COPYRIGHT WORLD ISSUE #185, NOVEMBER 2008
This note refers to certain terminology in Intellectual Property Law. It is particularly intended to explore existing differences in the manner that Anglo-Saxon and Roman systems designate the subject of intellectual property. Inventions, trademarks and works-of-authorship have all become the subject-matter of a legal discipline having in common the protection factor of human creativity in every field of “utilitarian” or “artistic” knowledge, like science or technology, marketing or culture. Most countries and regions have generally called “Intellectual Property” the field comprising patents, trademarks and copyrights, altogether, and “Industrial Property” the subject that encircles patents and trademarks.
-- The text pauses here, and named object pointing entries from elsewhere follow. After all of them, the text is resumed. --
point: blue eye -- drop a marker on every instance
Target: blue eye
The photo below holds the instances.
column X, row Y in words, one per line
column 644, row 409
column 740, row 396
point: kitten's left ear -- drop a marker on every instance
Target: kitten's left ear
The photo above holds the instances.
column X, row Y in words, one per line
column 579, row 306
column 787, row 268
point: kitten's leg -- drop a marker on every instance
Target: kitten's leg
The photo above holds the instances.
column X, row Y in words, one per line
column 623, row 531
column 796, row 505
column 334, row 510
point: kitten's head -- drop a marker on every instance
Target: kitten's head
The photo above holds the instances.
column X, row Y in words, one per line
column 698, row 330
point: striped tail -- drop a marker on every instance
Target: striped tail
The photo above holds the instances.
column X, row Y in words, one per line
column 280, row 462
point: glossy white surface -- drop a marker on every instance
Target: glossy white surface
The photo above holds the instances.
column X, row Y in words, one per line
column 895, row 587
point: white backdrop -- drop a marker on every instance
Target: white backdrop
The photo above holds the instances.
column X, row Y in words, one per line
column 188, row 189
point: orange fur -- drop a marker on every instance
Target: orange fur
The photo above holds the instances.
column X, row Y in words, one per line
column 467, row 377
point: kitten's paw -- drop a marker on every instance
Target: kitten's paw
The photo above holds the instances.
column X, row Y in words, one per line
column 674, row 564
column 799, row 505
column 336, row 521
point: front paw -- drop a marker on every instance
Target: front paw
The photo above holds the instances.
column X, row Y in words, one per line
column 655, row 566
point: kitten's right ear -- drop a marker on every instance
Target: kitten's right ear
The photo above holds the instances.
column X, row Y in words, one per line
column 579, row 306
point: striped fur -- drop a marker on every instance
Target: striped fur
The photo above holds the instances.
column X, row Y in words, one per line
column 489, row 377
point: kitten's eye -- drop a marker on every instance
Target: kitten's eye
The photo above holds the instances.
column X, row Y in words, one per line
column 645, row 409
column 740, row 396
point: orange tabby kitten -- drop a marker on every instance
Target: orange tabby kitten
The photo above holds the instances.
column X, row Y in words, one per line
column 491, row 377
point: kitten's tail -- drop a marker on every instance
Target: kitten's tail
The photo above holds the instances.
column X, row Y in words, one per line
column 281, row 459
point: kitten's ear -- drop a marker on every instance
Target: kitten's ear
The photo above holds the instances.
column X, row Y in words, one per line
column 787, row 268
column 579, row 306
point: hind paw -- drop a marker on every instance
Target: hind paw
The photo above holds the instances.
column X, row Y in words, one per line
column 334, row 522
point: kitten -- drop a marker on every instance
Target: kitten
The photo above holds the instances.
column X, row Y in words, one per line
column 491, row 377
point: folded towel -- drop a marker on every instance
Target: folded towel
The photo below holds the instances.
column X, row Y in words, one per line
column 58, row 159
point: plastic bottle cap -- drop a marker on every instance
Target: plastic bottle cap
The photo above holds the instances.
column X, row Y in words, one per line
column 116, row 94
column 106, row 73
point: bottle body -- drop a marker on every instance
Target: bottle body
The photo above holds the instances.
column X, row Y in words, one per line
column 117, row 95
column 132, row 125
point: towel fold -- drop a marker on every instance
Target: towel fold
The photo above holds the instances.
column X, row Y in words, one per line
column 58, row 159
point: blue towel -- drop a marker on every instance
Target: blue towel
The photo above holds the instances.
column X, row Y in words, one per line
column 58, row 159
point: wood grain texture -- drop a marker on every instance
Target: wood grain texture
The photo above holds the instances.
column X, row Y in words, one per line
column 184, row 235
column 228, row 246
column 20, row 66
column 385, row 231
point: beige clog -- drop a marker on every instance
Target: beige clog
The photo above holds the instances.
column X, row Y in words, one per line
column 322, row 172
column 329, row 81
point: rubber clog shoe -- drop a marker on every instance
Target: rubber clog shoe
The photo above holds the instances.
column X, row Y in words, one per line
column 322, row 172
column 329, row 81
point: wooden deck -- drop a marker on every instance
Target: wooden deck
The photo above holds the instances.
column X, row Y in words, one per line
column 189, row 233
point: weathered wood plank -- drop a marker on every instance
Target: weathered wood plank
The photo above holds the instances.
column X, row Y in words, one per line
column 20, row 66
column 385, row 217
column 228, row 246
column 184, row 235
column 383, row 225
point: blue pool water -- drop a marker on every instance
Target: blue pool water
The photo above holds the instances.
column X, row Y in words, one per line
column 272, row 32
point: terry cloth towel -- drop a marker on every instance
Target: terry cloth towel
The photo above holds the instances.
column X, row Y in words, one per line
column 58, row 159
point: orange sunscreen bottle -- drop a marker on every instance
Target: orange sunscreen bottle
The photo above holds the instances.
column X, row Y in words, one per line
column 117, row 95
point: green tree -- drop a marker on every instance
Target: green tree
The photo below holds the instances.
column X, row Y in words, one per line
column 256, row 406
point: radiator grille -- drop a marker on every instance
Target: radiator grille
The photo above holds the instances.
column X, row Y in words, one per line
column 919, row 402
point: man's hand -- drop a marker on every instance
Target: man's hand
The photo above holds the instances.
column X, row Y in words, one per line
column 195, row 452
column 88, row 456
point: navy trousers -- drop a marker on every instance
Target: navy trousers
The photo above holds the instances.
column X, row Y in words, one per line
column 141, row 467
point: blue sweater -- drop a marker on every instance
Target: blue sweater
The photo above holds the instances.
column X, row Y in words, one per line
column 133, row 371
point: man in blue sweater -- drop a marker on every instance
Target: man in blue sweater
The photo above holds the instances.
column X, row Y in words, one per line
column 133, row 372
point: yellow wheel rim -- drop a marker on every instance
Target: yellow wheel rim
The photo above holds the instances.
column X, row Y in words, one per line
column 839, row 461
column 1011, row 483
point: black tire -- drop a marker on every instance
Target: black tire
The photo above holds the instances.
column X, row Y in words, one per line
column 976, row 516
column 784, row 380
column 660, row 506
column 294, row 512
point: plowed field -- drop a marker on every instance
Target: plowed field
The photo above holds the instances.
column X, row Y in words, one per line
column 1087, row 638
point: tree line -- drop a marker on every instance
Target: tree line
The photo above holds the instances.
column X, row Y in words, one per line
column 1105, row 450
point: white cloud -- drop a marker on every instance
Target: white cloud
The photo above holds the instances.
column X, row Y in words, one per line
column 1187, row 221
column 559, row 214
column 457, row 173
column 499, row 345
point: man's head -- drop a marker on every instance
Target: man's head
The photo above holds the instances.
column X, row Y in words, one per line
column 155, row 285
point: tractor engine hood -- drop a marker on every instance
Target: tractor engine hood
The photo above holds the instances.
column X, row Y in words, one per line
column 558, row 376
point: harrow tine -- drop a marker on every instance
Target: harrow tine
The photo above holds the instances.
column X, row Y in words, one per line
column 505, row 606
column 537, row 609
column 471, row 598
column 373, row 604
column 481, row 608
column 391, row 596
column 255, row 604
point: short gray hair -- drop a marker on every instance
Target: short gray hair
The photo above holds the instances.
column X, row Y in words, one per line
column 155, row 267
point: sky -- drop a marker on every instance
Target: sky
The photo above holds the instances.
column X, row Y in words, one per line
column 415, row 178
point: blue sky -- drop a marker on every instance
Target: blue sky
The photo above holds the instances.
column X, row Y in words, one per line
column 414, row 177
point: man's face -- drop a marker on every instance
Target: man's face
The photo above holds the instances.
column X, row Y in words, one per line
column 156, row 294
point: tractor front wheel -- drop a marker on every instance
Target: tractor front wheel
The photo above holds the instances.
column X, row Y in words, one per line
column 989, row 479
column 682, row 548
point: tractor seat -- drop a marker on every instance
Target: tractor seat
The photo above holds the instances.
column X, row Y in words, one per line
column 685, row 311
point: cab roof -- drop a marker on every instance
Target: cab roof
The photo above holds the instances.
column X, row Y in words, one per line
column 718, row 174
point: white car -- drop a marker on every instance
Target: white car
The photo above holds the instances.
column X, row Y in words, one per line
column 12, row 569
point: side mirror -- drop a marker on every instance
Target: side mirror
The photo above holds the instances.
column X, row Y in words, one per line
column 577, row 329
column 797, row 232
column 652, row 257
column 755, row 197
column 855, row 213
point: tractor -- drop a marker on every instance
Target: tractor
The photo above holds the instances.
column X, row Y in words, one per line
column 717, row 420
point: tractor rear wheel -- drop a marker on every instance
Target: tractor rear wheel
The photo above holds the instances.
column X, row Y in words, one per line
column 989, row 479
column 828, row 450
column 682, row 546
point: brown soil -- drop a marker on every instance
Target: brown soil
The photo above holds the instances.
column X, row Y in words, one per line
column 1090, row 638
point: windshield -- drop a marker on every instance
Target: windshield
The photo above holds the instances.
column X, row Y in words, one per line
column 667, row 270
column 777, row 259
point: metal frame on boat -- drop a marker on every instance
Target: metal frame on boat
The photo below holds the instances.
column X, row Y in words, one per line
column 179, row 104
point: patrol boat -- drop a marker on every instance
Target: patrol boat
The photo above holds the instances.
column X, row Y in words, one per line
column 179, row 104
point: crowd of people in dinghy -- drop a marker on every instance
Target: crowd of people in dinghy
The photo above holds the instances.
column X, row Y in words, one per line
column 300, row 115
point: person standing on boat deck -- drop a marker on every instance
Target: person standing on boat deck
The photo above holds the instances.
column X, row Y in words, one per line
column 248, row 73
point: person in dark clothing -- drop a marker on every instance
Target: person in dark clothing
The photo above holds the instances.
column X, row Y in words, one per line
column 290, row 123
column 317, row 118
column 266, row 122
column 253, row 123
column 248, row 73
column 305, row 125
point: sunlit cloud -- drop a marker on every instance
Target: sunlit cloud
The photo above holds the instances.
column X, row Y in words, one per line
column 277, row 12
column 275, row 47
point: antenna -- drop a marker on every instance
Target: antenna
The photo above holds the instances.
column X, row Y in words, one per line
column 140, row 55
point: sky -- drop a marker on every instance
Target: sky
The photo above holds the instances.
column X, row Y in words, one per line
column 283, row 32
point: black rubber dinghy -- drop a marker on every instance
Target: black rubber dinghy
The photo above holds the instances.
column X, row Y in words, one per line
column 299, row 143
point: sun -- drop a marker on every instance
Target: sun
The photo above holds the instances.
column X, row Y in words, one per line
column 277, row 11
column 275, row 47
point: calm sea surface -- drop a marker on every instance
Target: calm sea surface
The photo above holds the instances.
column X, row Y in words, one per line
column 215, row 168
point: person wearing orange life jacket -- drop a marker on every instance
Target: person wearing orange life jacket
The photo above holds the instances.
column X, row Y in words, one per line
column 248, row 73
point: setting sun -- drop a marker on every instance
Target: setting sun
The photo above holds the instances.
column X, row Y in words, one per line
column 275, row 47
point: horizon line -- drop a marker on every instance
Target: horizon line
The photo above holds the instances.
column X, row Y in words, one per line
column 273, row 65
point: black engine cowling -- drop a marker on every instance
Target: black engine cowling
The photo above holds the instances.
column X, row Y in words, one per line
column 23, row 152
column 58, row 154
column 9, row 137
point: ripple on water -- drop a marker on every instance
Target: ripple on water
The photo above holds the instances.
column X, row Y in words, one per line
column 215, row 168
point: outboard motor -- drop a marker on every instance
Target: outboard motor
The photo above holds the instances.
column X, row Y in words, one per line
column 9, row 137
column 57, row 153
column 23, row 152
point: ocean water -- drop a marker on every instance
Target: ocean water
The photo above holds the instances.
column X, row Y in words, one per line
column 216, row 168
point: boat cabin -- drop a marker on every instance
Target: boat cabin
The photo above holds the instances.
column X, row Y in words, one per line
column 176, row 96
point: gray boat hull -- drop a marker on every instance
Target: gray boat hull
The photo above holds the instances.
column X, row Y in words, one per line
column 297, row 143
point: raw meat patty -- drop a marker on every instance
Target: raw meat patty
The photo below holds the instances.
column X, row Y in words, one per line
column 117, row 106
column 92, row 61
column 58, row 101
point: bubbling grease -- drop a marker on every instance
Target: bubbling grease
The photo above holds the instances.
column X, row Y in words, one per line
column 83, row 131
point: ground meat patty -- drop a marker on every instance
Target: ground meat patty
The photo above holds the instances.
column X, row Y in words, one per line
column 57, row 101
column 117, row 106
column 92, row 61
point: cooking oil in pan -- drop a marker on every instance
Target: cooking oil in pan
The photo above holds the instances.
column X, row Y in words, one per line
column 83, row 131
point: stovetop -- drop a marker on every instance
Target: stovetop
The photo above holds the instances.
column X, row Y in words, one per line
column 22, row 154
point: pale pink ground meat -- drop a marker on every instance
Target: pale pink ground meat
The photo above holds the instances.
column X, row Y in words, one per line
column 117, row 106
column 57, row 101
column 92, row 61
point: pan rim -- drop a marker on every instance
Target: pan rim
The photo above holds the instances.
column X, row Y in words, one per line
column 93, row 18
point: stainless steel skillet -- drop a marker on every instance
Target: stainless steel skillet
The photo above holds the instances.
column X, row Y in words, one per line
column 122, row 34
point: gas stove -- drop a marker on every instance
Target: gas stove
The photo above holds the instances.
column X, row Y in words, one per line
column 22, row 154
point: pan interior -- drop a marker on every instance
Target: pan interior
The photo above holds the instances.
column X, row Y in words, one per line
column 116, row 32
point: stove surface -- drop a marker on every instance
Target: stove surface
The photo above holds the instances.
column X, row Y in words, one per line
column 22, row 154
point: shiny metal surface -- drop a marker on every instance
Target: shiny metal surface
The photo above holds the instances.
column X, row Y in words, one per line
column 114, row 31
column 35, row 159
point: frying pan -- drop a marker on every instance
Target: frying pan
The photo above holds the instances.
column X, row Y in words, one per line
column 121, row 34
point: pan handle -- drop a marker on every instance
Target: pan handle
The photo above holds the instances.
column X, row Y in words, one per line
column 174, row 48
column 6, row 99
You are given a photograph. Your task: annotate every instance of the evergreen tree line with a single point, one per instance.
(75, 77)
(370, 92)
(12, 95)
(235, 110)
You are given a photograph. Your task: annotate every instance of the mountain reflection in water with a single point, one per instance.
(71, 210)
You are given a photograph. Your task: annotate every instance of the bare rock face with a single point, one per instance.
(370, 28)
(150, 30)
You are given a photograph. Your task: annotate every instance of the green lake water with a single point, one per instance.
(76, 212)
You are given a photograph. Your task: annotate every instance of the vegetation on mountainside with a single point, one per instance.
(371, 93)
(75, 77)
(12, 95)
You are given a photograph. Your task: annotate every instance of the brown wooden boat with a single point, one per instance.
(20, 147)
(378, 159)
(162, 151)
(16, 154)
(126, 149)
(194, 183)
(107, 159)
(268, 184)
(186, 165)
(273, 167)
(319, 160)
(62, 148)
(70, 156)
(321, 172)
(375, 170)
Copyright has been designated in different forms, depending on each legal regime, and especially if protection is emphasized on the rights of authors or on the right to disseminate a work. Author’s rights systems enhance the traditional and somewhat romantic notion of the flesh and blood person that creates by relying on her talent or sensibility and by utilizing tools in a workshop and making everything with her hands. On the other hand, copyright systems principally seek a balanced solution between the author and the entities that deliver the artistic content to the public. In copyright systems society plays an important role as the recipient of culture and ultimately, it has been society who would agree in protecting a work in order to have access to learning.
SPAIN V THE REST OF THE WORLD
Notwithstanding the above, in a number of jurisdictions in the Hispanic world, certainly led by Spain, the IP community has employed the term “Industrial and Intellectual Property Law”, instead of what the rest of the world designates just as “Intellectual Property”. In their view copyright – or better to say “author’s rights” – and intellectual property are synonym and equal terms. The expression “intellectual property” has been exclusively associated with the ideas of authorship and artistic creativity, while “industrial property” has been with inventive or mercantile expressions. Intellectual Property utilized as an inclusive name for copyright and industrial property, has had a meaning and value in the Anglo-Saxon world only, where the figure of the author has fainted just as it has happened in connection with the figure of the inventor.
Paradoxically, it was not an Anglo-Saxon who first developed the notion of “Intellectual Property” and who worked on the legal systematization of human intellectual creations. In the XIX Century, Edmond Picard, a Belgian, regarded by many as the father of modern intellectual property law, devoted his academic life to conceive a systematic study, to convince about the existence of a field of law, substantively distinct from civil law, dealing with intangible goods triggered from human creativity, not only in technology, but in literature and arts as well. That field of law was to be called “Intellectual Law” or “Intellectual Property Law”, and despite the fact that it was arguable whether “property” is applicable to intangible goods – as opposed to tangible property – there has been no doubt that inventive and artistic creativity classifies as “intellectual”.
Contrary to what systems in the Hispanic region have suggested, there are arguments to consider that “Intellectual Property” is a better name that “Industrial and Intellectual Property”. Firstly, establishing a division between artistic and industrial property can be ambiguous. Nowadays, the romantic idea of the artist handcrafting in a workshop has been substituted for methods of producing works, of major complexity, and in which entrepreneurship plays a relevant role. Secondly, the notion of “Intellectual Property”, not restricted to copyright, is better suited to address creative figures, as it is the case of designs, having an ambivalent nature, and that cannot be categorized just as inventions, trademarks or works-of-authorship. Thirdly, in Spanish the law that protects authors is called “Derecho de Autor”, as in French it is called “Droit de Auteur”, in Italian “Diritto de Autore” or in German “Urheberrecht”. Given that the Spanish language provides a meaningful expression, why utilize it as an equivalent term of another connotative expression and thereby producing a conceptual –not merely a semantic- confusion?